To resolve this, we may argue that for surface $S_2$, the current outside the Amperian loop is "not really enclosed", since it penetrates from outside the surface and exits, so the net contribution to the surface integral is zero.
But all I need to do is shade the Amperian loop to make it a closed surface, and the same argument can be applied, that the current passing through inside the Amperian loop is "not really enclosed" as well.
I think I am hugely misunderstanding something but I am not sure what it is.
Best Answer
You have highlighted the fact that you can choose *any (well belaved) surface as long as it is bounded by the Amperian loop which means that $\displaystyle \mu_0 \iint_{S_1} \mathbf{J} \cdot d\mathbf{a}=\mu_0 \iint_{S_2} \mathbf{J} \cdot d\mathbf{a} = . . . . . =\mu_0 \iint_{S_{\rm n}} \mathbf{J} \cdot d\mathbf{a} = \, . . . . .$
The analogy which is often used is that the Amperian loop and the surface are equivalent to a butterfly net.

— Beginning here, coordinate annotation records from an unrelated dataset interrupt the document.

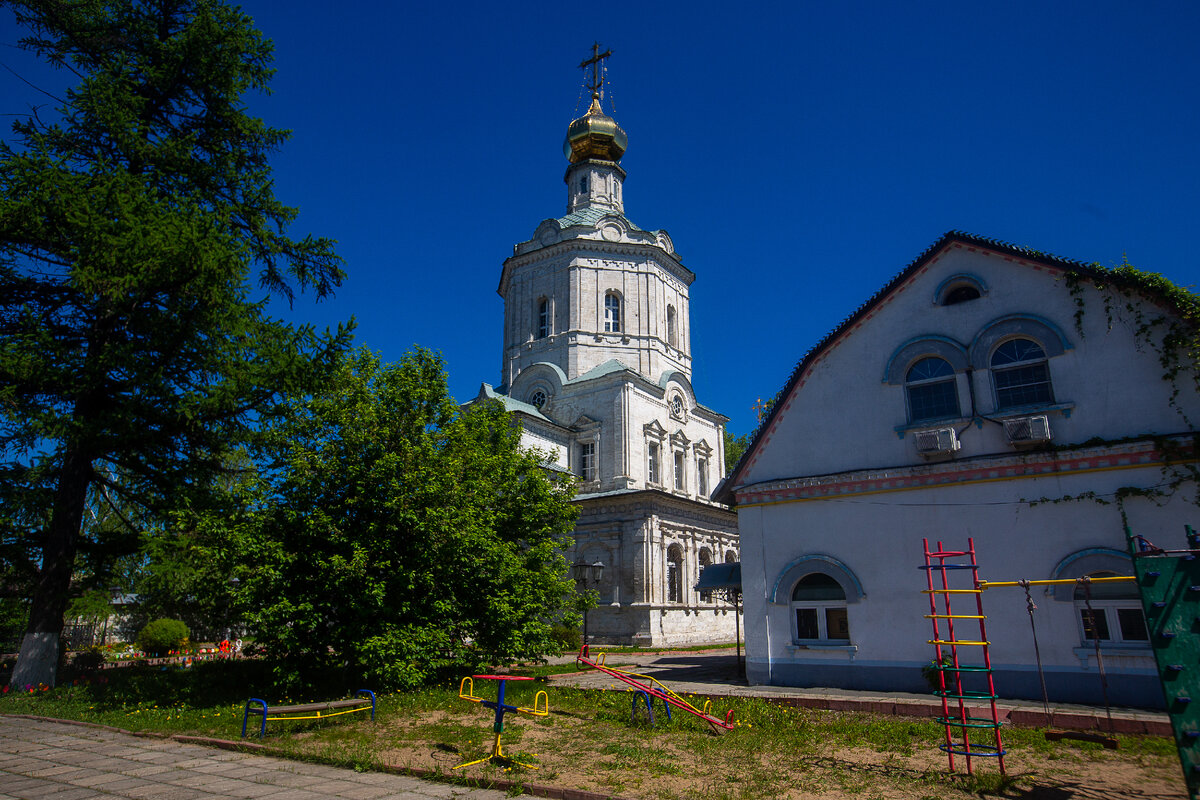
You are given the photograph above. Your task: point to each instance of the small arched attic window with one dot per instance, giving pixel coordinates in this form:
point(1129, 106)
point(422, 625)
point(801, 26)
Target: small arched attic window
point(959, 288)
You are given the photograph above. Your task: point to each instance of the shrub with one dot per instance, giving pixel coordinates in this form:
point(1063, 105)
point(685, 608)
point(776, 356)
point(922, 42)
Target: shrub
point(567, 637)
point(162, 635)
point(89, 660)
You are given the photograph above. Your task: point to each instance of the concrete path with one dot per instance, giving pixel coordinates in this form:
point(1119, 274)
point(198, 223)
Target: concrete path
point(66, 762)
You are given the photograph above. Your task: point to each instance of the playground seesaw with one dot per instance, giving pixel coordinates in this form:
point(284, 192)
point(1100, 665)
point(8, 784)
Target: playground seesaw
point(649, 687)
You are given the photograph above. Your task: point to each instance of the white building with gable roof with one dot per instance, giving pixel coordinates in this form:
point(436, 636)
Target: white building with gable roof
point(987, 392)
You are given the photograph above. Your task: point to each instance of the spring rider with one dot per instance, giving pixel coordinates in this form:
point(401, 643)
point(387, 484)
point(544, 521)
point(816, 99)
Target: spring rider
point(540, 709)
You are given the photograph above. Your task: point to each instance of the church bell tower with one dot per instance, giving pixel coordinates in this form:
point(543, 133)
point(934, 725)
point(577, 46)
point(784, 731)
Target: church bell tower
point(597, 371)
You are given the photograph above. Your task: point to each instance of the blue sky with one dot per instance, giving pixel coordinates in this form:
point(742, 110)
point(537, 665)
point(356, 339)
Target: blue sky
point(799, 154)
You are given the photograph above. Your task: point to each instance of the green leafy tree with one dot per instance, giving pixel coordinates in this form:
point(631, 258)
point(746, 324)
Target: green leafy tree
point(733, 449)
point(401, 534)
point(132, 222)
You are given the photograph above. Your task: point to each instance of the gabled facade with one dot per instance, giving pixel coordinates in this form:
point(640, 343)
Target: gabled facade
point(597, 368)
point(985, 394)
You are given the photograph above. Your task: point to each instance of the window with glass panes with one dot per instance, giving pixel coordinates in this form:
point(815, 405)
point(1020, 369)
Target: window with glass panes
point(1020, 374)
point(819, 609)
point(933, 391)
point(1116, 614)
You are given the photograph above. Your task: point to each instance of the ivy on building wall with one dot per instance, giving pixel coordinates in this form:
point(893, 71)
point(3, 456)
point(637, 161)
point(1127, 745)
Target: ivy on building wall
point(1165, 322)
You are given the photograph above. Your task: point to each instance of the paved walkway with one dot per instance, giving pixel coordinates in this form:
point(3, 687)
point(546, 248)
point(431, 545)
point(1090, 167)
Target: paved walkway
point(67, 762)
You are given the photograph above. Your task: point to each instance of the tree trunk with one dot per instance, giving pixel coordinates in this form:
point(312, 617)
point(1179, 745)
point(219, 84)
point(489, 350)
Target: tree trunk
point(39, 660)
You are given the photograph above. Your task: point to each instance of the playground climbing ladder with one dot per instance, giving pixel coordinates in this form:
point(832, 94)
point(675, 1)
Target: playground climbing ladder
point(945, 581)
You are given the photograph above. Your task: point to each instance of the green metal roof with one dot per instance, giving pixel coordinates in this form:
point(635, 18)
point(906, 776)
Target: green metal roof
point(592, 216)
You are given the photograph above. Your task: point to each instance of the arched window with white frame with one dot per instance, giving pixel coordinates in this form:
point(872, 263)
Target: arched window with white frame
point(543, 318)
point(933, 390)
point(1110, 612)
point(703, 560)
point(675, 575)
point(612, 312)
point(1020, 374)
point(819, 609)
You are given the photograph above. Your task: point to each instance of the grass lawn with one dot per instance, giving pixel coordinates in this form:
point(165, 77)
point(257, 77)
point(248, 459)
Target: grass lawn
point(588, 741)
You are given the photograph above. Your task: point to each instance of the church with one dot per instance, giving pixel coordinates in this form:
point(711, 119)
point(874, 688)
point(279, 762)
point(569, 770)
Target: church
point(597, 371)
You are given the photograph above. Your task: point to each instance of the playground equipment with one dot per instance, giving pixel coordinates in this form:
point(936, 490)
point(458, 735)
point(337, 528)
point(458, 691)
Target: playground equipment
point(540, 709)
point(649, 689)
point(1169, 581)
point(946, 661)
point(1109, 741)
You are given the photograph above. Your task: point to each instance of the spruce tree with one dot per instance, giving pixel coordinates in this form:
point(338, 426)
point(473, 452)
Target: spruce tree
point(139, 242)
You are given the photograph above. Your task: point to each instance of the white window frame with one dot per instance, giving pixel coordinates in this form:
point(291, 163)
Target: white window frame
point(821, 608)
point(673, 576)
point(1043, 361)
point(612, 312)
point(544, 318)
point(653, 463)
point(588, 461)
point(922, 383)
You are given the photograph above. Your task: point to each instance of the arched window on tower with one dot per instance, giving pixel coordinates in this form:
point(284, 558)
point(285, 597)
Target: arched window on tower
point(706, 559)
point(1115, 615)
point(612, 312)
point(543, 318)
point(933, 390)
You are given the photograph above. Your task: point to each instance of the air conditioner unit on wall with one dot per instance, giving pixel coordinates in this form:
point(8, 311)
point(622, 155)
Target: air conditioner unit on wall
point(939, 441)
point(1027, 429)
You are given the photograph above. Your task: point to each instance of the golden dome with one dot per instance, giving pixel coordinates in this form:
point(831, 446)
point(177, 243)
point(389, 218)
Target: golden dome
point(594, 136)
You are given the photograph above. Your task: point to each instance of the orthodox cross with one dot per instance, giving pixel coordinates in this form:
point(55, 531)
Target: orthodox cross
point(762, 407)
point(594, 62)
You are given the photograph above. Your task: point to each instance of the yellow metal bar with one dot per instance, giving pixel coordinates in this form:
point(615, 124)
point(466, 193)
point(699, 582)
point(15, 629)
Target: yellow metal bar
point(322, 716)
point(1056, 582)
point(660, 686)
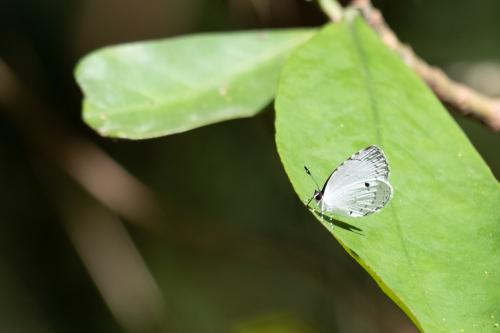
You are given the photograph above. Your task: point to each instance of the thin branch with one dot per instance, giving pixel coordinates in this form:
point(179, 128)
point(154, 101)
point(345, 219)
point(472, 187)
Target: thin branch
point(462, 98)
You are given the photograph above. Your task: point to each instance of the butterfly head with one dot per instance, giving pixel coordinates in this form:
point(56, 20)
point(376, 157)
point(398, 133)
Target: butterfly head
point(318, 195)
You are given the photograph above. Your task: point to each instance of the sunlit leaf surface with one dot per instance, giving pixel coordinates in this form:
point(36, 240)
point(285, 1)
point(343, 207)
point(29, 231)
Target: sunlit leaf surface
point(149, 89)
point(435, 249)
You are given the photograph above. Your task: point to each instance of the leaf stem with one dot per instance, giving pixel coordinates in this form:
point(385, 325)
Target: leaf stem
point(332, 9)
point(461, 97)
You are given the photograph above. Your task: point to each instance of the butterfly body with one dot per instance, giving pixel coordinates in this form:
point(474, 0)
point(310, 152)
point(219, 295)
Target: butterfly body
point(357, 187)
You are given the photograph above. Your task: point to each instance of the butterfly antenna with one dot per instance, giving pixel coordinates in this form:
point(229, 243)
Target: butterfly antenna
point(312, 177)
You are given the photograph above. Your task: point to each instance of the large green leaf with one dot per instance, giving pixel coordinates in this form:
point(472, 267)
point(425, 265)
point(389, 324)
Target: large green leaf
point(435, 249)
point(149, 89)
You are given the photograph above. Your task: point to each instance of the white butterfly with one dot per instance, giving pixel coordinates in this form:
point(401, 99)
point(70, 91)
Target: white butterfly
point(358, 187)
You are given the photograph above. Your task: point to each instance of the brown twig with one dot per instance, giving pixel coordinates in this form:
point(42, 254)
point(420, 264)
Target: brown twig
point(462, 98)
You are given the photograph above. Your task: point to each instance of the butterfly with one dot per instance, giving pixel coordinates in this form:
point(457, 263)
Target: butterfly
point(357, 187)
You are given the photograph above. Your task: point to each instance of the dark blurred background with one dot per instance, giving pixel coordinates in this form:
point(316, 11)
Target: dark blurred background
point(195, 232)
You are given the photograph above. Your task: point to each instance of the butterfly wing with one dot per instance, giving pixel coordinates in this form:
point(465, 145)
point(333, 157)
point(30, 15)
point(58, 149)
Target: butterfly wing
point(358, 198)
point(368, 163)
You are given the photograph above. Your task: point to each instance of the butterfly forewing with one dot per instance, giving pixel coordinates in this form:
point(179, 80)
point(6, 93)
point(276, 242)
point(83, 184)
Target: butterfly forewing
point(360, 198)
point(359, 186)
point(368, 163)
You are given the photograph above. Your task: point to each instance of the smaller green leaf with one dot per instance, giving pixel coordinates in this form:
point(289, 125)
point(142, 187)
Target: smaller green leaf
point(149, 89)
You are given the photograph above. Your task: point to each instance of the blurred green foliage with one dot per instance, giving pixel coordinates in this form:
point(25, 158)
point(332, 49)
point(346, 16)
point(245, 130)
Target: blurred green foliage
point(235, 245)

Once the direction of integration has been chosen, clockwise in this case, the direction of the normals to the surface is defined by the right-hand rule, so in the diagram above the normals are pointing "outwards, from the surface.
Consider the surfaces defined in your diagram with normals to the surfaces being shown.
Surface $S_1$ has all the contributions from $\mathbf{J} \cdot d\mathbf{a}$ being positive.
For surface $S_2$ there are positive (blue normal) and negative (red normal) to the integral. The negative contributions cancelling out some of the positive contributions to make the integral the same as for surface $S_1$.
One way to visualise this is to imagine areas projected onto a plane perpendicular to $\mathbf J$.
Often the simplest surface to consider is the plane defined by the Amperian loop $S_0$ where the normals are all parallel to one another and to $\mathbf{J}$ which makes the integration easier to do with $\displaystyle \mu_0 \iint_{S_{\rm n}} \mathbf{J} \cdot d\mathbf{a} =\mu_0 \iint_{S_{\rm 0}} \mathbf{J} \cdot d\mathbf{a}$.
If you think about it in simple terms then the term $\mathbf{J} \cdot d\mathbf{a}$ is the same as $J\,da\,\cos \theta$ where $da\,\cos \theta$ is the projected area onto a plane and the sum of the areas will be the same for positive and negative contributions to the integral. I have tried to illustrate this below.
The term $\mathbf{J} \cdot d\mathbf{a}$ relates to a flux of charge through an area.
If no charge accumulates in the volume bounded by areas $S_0$ and $S_2$ then the flux of charge through area $S_0$ into the volume must be the same as the flux through area $S_2$ out of the volume.